Security researchers have revealed that at least 50 apps available from Google’s Play Store were housing malware that secretly ran up fees for users.
The malware known as ExpensiveWall, which has affected apps that have been downloaded by millions of users, uses excessive permissions to sign users up for premium services without their knowledge.
It was researchers at Check Point that discovered that the malware had managed to by-pass Google’s built-in anti-malware protections.
ExpensiveWall achieved go undeceted by Google’s security procedures by using a technique known as packing, which involves adding malicious code to the infected apps.

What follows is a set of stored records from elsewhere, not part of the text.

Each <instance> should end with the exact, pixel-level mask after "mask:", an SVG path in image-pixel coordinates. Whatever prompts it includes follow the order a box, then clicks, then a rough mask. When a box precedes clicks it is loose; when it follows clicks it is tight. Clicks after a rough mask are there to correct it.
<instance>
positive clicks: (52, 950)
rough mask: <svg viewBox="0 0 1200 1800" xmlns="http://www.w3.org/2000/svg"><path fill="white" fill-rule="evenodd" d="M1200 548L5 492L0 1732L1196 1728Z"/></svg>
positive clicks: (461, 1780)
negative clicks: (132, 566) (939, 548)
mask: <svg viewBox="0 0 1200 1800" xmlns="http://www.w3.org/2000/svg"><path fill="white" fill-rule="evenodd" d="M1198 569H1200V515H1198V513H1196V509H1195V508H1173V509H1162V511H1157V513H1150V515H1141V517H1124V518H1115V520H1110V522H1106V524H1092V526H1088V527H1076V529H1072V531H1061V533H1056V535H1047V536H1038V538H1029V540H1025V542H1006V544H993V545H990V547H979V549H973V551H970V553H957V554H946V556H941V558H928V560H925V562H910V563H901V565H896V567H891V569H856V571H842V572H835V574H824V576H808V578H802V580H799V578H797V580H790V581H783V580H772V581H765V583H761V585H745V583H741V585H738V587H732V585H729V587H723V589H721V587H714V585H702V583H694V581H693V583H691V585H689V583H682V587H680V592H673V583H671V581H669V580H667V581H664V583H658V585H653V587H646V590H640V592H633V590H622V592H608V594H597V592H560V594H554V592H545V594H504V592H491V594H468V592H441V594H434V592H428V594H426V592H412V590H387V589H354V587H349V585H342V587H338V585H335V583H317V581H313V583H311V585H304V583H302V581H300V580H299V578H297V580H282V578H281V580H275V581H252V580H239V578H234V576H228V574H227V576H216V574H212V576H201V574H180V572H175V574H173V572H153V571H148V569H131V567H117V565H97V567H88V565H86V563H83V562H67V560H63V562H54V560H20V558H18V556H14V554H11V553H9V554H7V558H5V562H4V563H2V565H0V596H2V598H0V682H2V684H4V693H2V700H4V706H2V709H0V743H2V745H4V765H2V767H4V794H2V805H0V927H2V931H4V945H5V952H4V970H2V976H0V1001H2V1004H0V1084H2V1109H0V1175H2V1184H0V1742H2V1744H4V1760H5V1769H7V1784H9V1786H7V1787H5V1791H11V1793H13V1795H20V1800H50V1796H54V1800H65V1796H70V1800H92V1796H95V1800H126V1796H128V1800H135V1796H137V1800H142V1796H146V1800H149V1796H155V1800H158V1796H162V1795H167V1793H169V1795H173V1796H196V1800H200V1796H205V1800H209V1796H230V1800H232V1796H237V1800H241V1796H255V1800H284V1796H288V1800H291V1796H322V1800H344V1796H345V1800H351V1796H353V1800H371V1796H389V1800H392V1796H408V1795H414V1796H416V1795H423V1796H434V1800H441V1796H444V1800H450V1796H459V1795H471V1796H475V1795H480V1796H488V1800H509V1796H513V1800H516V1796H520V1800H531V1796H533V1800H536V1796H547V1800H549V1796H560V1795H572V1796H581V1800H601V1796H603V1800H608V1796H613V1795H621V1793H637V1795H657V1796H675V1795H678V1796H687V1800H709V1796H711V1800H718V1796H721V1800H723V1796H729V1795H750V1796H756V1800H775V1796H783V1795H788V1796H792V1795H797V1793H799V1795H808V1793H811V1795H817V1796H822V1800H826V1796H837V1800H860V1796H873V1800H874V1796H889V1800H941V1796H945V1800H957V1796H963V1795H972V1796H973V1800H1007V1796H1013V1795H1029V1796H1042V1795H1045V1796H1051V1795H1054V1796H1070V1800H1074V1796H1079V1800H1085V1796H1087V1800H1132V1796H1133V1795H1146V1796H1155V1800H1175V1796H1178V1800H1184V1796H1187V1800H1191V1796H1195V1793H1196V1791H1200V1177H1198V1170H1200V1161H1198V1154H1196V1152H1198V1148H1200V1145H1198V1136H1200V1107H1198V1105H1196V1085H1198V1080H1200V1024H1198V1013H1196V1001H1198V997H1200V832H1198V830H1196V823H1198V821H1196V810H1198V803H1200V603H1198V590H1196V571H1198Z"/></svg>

This allows the malware to execute in the user’s device once it has been downloaded. This is not a new technique but one that has proved successful in the past. It involves sending premium SMS messages without the users’ knowledge.
ExpensiveWall can only work when permissions are granted so it is important to check exactly what you downloading and agreeing to.
The malware not only generates profit but also manages to collect personal data of users and sends this information back to command and control server.
It is believed that a modified version of malware could steal even more of users’ personal data. That version isn’t available yet although attacks have undergone changes in the past.
The entire malware family is believed to have been downloaded as many as 21.1 million times.
The apps containing ExpensiveWall have been removed from Play Store but anyone who has downloaded them already will need to remove the app from their device themselves.
“We’ve removed these apps from Play and always appreciate the research community’s efforts to help keep the Android ecosystem safe,” a Google spokesman said in a statement.